Les mains invisibles du prestige. Kinshasa reçoit Éléonore Caroit, messagère de Paris, portant le poids du soft power français. Chaque poignée de main et chaque accord signé sont des coups de pinceau sur la fresque diplomatique de la RDC. Joseph Nye disait : « Le pouvoir d’influence ne réside pas seulement dans la force militaire ou économique, mais dans la capacité à façonner les perceptions. » La France modèle ainsi l’image de Kinshasa, tandis que le pays cherche à briller au sommet de l’OIF, défiant les ambitions francophones de la région.
L’Est en écho des armes et des accords
Malgré l’accord de Washington et les négociations de Doha, les provinces du Nord et du Sud-Kivu restent le miroir brûlant des tensions régionales. Kenneth Waltz rappelait que « la structure anarchique du système international pousse les États à chercher des moyens de sécurité par le renforcement de leur position relative. » Les violences de l’AFC/M23, soutenue par le Rwanda, révèlent que diplomatie et réalité du terrain ne s’alignent pas toujours. Les accords, sans suivi effectif, deviennent des mots sur le vent.
La diaspora, trésor invisible
Le gouvernement avance graduellement sur la double nationalité, instaurant un statut spécial et des institutions pour mobiliser les compétences de l’étranger. Alexander Wendt affirme : « Les intérêts se construisent dans la perception mutuelle. » La RDC façonne ainsi l’image d’un État capable de transformer sa diaspora en levier stratégique, mêlant loyauté nationale et puissance symbolique internationale.

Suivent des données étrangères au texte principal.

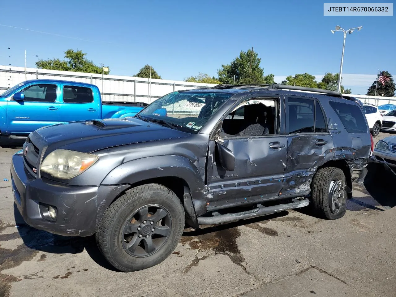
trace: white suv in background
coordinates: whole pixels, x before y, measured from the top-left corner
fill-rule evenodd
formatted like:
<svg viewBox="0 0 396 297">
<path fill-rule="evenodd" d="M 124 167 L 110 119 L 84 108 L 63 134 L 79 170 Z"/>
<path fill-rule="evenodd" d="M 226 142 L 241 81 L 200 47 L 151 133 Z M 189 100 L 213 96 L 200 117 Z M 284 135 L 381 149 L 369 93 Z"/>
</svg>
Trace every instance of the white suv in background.
<svg viewBox="0 0 396 297">
<path fill-rule="evenodd" d="M 371 134 L 373 136 L 376 136 L 379 133 L 382 126 L 382 116 L 376 106 L 369 103 L 363 103 L 363 111 Z"/>
</svg>

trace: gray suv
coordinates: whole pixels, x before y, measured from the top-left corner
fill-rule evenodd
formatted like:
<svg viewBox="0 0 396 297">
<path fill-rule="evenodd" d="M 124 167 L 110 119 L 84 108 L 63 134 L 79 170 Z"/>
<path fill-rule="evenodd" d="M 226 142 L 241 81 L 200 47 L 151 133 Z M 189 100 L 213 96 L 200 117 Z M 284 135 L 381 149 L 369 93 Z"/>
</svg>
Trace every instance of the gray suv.
<svg viewBox="0 0 396 297">
<path fill-rule="evenodd" d="M 168 94 L 133 117 L 40 129 L 13 156 L 11 173 L 28 224 L 95 234 L 109 262 L 131 271 L 168 257 L 186 225 L 306 206 L 343 217 L 373 145 L 353 98 L 220 85 Z"/>
</svg>

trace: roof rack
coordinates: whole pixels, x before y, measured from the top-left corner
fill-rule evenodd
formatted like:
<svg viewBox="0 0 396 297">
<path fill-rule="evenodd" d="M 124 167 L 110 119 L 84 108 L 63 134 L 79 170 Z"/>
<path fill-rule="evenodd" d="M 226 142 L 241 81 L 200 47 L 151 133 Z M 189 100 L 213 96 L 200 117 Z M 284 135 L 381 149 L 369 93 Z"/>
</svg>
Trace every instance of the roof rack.
<svg viewBox="0 0 396 297">
<path fill-rule="evenodd" d="M 308 87 L 300 87 L 298 86 L 288 86 L 287 85 L 281 85 L 279 84 L 274 84 L 270 89 L 284 89 L 287 90 L 295 90 L 296 91 L 305 91 L 308 92 L 314 92 L 315 93 L 321 93 L 336 97 L 343 98 L 342 95 L 337 91 L 330 91 L 322 89 L 316 89 L 314 88 L 308 88 Z"/>
<path fill-rule="evenodd" d="M 214 87 L 212 87 L 212 89 L 227 89 L 228 88 L 241 88 L 241 87 L 246 88 L 246 87 L 251 87 L 251 88 L 267 88 L 271 86 L 271 85 L 268 84 L 243 84 L 240 85 L 226 85 L 220 84 L 217 85 L 217 86 L 215 86 Z"/>
</svg>

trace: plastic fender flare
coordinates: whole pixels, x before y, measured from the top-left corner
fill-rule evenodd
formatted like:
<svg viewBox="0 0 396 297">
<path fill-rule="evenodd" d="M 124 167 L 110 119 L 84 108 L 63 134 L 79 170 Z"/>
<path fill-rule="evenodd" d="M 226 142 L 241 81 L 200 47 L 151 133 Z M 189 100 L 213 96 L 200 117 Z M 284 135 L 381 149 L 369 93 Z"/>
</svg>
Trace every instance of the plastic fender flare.
<svg viewBox="0 0 396 297">
<path fill-rule="evenodd" d="M 106 176 L 101 185 L 132 185 L 158 177 L 176 177 L 183 179 L 190 189 L 185 208 L 191 215 L 191 207 L 195 218 L 206 211 L 206 187 L 196 167 L 186 158 L 176 155 L 157 156 L 130 161 L 114 168 Z"/>
</svg>

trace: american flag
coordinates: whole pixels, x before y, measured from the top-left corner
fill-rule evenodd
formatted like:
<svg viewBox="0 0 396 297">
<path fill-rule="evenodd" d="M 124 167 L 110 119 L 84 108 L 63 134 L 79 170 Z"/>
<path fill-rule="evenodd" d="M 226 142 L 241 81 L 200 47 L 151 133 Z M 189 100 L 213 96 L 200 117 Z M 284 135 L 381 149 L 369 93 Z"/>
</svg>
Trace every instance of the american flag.
<svg viewBox="0 0 396 297">
<path fill-rule="evenodd" d="M 383 86 L 385 86 L 386 82 L 389 81 L 389 78 L 386 76 L 381 71 L 379 72 L 379 76 L 378 77 L 378 81 L 382 84 Z"/>
</svg>

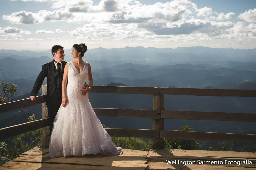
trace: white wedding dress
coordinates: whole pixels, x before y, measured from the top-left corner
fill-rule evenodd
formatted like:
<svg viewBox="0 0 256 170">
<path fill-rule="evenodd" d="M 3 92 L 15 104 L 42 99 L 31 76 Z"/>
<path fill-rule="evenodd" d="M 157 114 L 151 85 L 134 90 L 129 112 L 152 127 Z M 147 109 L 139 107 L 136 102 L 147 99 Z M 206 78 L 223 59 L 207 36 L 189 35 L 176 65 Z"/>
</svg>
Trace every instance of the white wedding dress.
<svg viewBox="0 0 256 170">
<path fill-rule="evenodd" d="M 115 146 L 93 111 L 88 93 L 84 96 L 80 94 L 88 74 L 88 63 L 85 62 L 81 73 L 72 62 L 67 64 L 69 104 L 65 108 L 61 106 L 54 120 L 49 158 L 121 154 L 122 148 Z"/>
</svg>

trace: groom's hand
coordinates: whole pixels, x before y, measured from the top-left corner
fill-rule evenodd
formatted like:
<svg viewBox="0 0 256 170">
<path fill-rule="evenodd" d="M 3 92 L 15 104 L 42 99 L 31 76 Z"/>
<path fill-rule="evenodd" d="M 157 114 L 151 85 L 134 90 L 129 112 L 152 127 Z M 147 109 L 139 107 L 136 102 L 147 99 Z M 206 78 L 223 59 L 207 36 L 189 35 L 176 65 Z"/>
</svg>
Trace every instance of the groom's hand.
<svg viewBox="0 0 256 170">
<path fill-rule="evenodd" d="M 35 96 L 31 96 L 29 97 L 29 99 L 31 101 L 35 101 L 35 100 L 36 99 L 37 101 L 37 97 Z"/>
</svg>

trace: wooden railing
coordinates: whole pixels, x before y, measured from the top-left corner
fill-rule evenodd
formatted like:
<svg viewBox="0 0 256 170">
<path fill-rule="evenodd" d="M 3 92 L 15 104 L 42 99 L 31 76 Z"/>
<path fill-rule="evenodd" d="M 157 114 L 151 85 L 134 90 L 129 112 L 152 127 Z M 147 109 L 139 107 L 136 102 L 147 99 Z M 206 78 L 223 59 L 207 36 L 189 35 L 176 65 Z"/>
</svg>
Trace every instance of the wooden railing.
<svg viewBox="0 0 256 170">
<path fill-rule="evenodd" d="M 47 109 L 45 105 L 46 86 L 42 86 L 42 96 L 37 101 L 29 99 L 0 105 L 0 113 L 32 105 L 43 103 L 42 119 L 33 122 L 0 129 L 0 139 L 10 137 L 43 128 L 43 144 L 49 145 L 46 127 L 49 125 Z M 152 95 L 153 110 L 94 108 L 98 116 L 153 119 L 153 129 L 106 129 L 112 136 L 152 138 L 153 148 L 164 147 L 164 138 L 220 141 L 256 141 L 256 135 L 183 131 L 164 129 L 165 119 L 256 122 L 256 114 L 223 112 L 165 110 L 164 94 L 204 96 L 256 97 L 256 90 L 217 90 L 171 88 L 94 86 L 90 92 Z"/>
</svg>

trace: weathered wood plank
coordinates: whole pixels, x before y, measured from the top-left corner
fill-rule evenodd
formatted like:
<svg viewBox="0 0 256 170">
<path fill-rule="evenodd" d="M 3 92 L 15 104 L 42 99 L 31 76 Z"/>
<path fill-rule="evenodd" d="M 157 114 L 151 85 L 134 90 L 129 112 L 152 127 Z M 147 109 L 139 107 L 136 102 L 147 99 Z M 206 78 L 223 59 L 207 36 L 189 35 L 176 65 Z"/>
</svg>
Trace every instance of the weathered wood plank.
<svg viewBox="0 0 256 170">
<path fill-rule="evenodd" d="M 159 90 L 159 87 L 155 87 Z M 154 95 L 153 96 L 153 109 L 154 110 L 164 110 L 164 101 L 163 95 Z M 165 128 L 164 119 L 153 119 L 152 128 L 154 130 L 163 130 Z M 159 137 L 152 139 L 152 147 L 155 149 L 164 148 L 164 139 Z"/>
<path fill-rule="evenodd" d="M 0 129 L 0 139 L 37 129 L 49 124 L 49 118 L 47 118 L 2 128 Z"/>
<path fill-rule="evenodd" d="M 19 109 L 29 107 L 45 102 L 46 96 L 40 96 L 37 97 L 37 101 L 31 101 L 29 98 L 0 104 L 0 113 Z"/>
<path fill-rule="evenodd" d="M 160 119 L 160 110 L 93 108 L 98 116 Z"/>
<path fill-rule="evenodd" d="M 162 118 L 237 122 L 256 122 L 256 114 L 225 112 L 161 110 Z"/>
<path fill-rule="evenodd" d="M 185 166 L 183 165 L 167 164 L 165 162 L 152 162 L 153 160 L 150 160 L 148 163 L 149 170 L 165 169 L 189 169 L 191 170 L 253 170 L 255 168 L 253 167 L 247 168 L 236 166 L 229 167 L 205 165 L 190 165 Z"/>
<path fill-rule="evenodd" d="M 217 141 L 256 141 L 256 135 L 194 132 L 180 130 L 160 131 L 160 137 L 187 140 Z"/>
<path fill-rule="evenodd" d="M 158 138 L 159 131 L 150 129 L 105 129 L 109 134 L 113 137 Z"/>
<path fill-rule="evenodd" d="M 184 149 L 150 149 L 148 157 L 170 158 L 174 156 L 232 158 L 256 159 L 256 153 L 251 152 L 234 152 L 221 151 L 186 150 Z"/>
<path fill-rule="evenodd" d="M 256 90 L 209 89 L 160 87 L 160 94 L 175 95 L 256 97 Z"/>
<path fill-rule="evenodd" d="M 46 84 L 42 85 L 42 95 L 46 95 L 47 91 L 47 86 Z M 48 110 L 45 102 L 42 104 L 42 118 L 47 118 L 48 116 Z M 48 126 L 43 128 L 42 136 L 43 147 L 48 147 L 50 142 L 50 136 L 47 135 Z"/>
<path fill-rule="evenodd" d="M 35 147 L 23 153 L 11 161 L 42 163 L 42 165 L 43 164 L 57 163 L 118 167 L 121 168 L 123 167 L 143 167 L 145 168 L 147 166 L 147 164 L 145 163 L 148 159 L 146 158 L 148 152 L 125 149 L 123 149 L 122 154 L 117 155 L 102 155 L 98 154 L 96 155 L 91 155 L 82 156 L 62 156 L 52 159 L 48 157 L 48 151 L 49 150 L 47 149 L 42 149 L 38 147 Z M 133 154 L 135 151 L 137 151 L 137 153 L 136 154 L 134 155 Z M 37 154 L 36 154 L 36 152 Z"/>
<path fill-rule="evenodd" d="M 159 94 L 159 91 L 147 87 L 94 86 L 90 92 L 154 95 Z"/>
<path fill-rule="evenodd" d="M 0 169 L 10 170 L 144 170 L 145 167 L 114 167 L 10 161 L 0 166 Z"/>
<path fill-rule="evenodd" d="M 237 152 L 238 153 L 237 153 Z M 253 155 L 255 154 L 253 153 Z M 238 158 L 242 154 L 243 158 Z M 252 155 L 251 152 L 236 152 L 215 151 L 202 151 L 174 149 L 170 150 L 163 149 L 151 149 L 147 156 L 150 159 L 148 163 L 149 169 L 169 169 L 168 168 L 184 169 L 184 168 L 191 168 L 193 169 L 250 169 L 256 168 L 256 159 L 250 158 Z M 225 156 L 231 156 L 235 158 L 225 158 Z M 225 160 L 237 161 L 245 161 L 246 160 L 251 161 L 252 165 L 242 164 L 238 166 L 235 164 L 223 165 L 170 165 L 166 163 L 166 160 L 181 161 L 194 161 L 196 163 L 198 160 L 201 161 L 223 161 Z M 193 166 L 193 165 L 194 166 Z M 181 167 L 183 167 L 182 168 Z M 237 167 L 239 168 L 236 169 Z M 243 169 L 245 168 L 245 169 Z M 157 169 L 158 168 L 158 169 Z M 246 169 L 248 168 L 248 169 Z"/>
<path fill-rule="evenodd" d="M 131 149 L 123 149 L 123 154 L 121 154 L 118 155 L 118 156 L 141 156 L 142 157 L 146 157 L 149 152 L 147 151 L 141 151 Z M 49 155 L 49 149 L 39 148 L 36 147 L 28 151 L 23 153 L 22 155 Z M 98 156 L 97 155 L 86 155 L 86 156 L 90 157 L 92 156 Z M 101 156 L 99 155 L 100 156 Z M 101 156 L 111 156 L 104 155 L 101 155 Z"/>
</svg>

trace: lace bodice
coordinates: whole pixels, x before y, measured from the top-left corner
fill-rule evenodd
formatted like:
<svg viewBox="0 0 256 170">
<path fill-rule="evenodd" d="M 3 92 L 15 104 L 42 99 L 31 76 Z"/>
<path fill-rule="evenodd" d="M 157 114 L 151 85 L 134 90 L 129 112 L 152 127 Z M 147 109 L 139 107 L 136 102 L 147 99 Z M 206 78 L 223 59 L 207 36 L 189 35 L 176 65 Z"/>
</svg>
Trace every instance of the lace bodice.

Dans ce théâtre de masques et de stratégies, la RDC tisse son futur entre diplomatie, sécurité et identité. Comme le rappelle Robert Keohane : « Les institutions internationales sont des scènes de coopération mais aussi de compétition pour le pouvoir et l’influence. » Ici, chaque geste, chaque mot et chaque alliance sculpte le destin d’un pays en quête de puissance et de stabilité.